High-voltage Li-ion batteries are anticipated to play a crucial role in the present transition towards electric vehicles, owing to their high energy density. However, a big challenge is the anodic stability (often referred to as corrosion) of the positive electrodes current collector, aluminum (Al), at potentials > 3.0 V vs. Li+/Li). In this work, we present a systematic study on the corrosion of 12 µm-thick Al foil (©Gränges, Sweden) up to 5.0 V vs. Li+/Li in a series of carbonate electrolytes containing lithium hexafluorophosphate (LiPF6), lithium bis(fluorosulfonyl) imide (LiFSI) or lithium bis(trifluoromethanesulfonyl) imide (LiTFSI) salts. The selection of the 12 µm foil was motivated by the need to decrease the mass or volume of the dead weight components (i.e., current collector) to increase the energy density of the battery.The electrochemical behavior was investigated using voltammetric techniques, and the results indicated that the anodic oxidation of the 12 µm Al foil was similar to that of the conventionally used 20 µm-thick Al foil.
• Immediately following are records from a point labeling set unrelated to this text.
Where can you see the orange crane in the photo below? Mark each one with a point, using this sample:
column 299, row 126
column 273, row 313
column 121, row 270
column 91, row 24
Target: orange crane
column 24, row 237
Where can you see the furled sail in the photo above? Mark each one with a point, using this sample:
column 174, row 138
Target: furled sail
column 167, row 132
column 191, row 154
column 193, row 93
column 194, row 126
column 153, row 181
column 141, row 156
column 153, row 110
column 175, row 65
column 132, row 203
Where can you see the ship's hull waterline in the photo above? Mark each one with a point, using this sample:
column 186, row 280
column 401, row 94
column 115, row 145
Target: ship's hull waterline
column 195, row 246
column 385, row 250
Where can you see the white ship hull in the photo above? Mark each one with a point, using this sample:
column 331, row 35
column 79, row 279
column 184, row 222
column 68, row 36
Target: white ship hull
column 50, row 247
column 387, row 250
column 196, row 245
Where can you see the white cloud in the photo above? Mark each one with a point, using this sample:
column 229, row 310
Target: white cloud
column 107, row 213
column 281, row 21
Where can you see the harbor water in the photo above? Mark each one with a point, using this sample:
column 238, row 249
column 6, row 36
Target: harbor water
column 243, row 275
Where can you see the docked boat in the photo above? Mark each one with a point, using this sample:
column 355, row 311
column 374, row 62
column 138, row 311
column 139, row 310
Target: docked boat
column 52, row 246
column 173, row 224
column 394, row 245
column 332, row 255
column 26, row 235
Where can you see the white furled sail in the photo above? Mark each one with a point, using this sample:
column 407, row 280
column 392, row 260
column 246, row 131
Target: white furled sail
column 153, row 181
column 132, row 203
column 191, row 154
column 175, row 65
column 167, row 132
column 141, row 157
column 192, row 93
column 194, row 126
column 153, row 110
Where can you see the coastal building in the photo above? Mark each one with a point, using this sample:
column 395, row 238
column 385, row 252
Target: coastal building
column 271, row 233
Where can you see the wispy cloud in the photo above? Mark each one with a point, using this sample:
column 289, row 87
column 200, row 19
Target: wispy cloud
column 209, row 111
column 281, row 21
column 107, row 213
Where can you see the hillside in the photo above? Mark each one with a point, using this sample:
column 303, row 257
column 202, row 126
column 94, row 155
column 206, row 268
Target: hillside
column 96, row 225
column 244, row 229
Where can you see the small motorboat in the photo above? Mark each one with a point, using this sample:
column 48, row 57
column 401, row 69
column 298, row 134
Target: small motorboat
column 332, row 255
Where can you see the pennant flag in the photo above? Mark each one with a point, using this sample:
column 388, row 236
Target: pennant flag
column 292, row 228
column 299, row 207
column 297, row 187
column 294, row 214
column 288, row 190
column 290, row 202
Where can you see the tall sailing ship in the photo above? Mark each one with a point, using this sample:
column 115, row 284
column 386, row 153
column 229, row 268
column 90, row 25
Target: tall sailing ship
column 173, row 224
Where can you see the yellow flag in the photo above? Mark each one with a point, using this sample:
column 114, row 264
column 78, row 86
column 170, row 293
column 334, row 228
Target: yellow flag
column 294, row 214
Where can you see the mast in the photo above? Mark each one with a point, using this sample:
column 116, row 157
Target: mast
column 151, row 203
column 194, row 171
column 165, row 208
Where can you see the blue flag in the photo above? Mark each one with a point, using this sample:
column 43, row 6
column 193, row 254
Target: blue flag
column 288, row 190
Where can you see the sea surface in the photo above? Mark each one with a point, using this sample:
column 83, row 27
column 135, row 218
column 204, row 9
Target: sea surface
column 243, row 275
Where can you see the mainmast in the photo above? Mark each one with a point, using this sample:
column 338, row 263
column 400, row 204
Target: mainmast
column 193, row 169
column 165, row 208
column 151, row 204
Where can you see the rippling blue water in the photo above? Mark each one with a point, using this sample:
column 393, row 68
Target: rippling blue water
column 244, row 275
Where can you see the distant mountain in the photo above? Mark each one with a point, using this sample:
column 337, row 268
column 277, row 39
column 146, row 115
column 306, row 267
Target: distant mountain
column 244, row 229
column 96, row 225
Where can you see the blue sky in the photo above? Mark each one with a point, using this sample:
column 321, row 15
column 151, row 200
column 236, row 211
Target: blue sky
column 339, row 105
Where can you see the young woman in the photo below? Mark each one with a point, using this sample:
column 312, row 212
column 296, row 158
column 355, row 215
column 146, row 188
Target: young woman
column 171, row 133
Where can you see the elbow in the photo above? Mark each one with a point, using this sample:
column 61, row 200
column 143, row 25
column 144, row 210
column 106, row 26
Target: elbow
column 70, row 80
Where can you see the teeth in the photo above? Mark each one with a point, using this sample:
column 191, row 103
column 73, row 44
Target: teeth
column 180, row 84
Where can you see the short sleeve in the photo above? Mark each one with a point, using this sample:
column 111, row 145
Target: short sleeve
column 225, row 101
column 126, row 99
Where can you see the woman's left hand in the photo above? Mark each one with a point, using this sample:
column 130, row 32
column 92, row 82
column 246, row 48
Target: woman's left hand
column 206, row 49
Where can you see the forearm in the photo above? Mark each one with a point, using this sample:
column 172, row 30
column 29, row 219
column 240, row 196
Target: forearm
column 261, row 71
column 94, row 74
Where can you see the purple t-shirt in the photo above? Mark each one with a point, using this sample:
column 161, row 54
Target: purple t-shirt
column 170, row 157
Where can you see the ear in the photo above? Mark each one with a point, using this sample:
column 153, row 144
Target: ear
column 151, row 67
Notably, the first anodic oxidation scan exhibited a two-step oxidation after 3.5 V vs. Li+/Li, suggesting carbonate solvent oxidation and a liberation of H+ ions attacking the native surface Al2O3 layer followed by oxidation of metallic Al. A passivation was observed on the subsequent scans in 1.0 M LiPF6 solutions due to formation of surface layer of AlF3, as confirmed by X-ray photoelectron spectroscopy (XPS) analyses. [1,2]However, in 1.0 M solutions of the imide salts (i.e., LiFSI or LiTFSI) a continuous anodic oxidation of aluminum was seen between 3.5 and 5.0 V vs. Li+/Li on the first few scans. After this the magnitude of the anodic current decreased significantly. The latter observations can be attributed to formation of soluble Al(TFSI) x or Al(FSI) x complexes [3] and a gradual saturation of the electrolyte. The voltammetric experiments showed that the magnitude of the anodic current increased when increasing the volume of the used imide electrolyte, supporting the saturation hypothesis.Results and analyses regarding the anodic oxidation of Al in a series of carbonate solvents and using different salt concentration, as well as effect of the use of carbon coated Al will also be presented.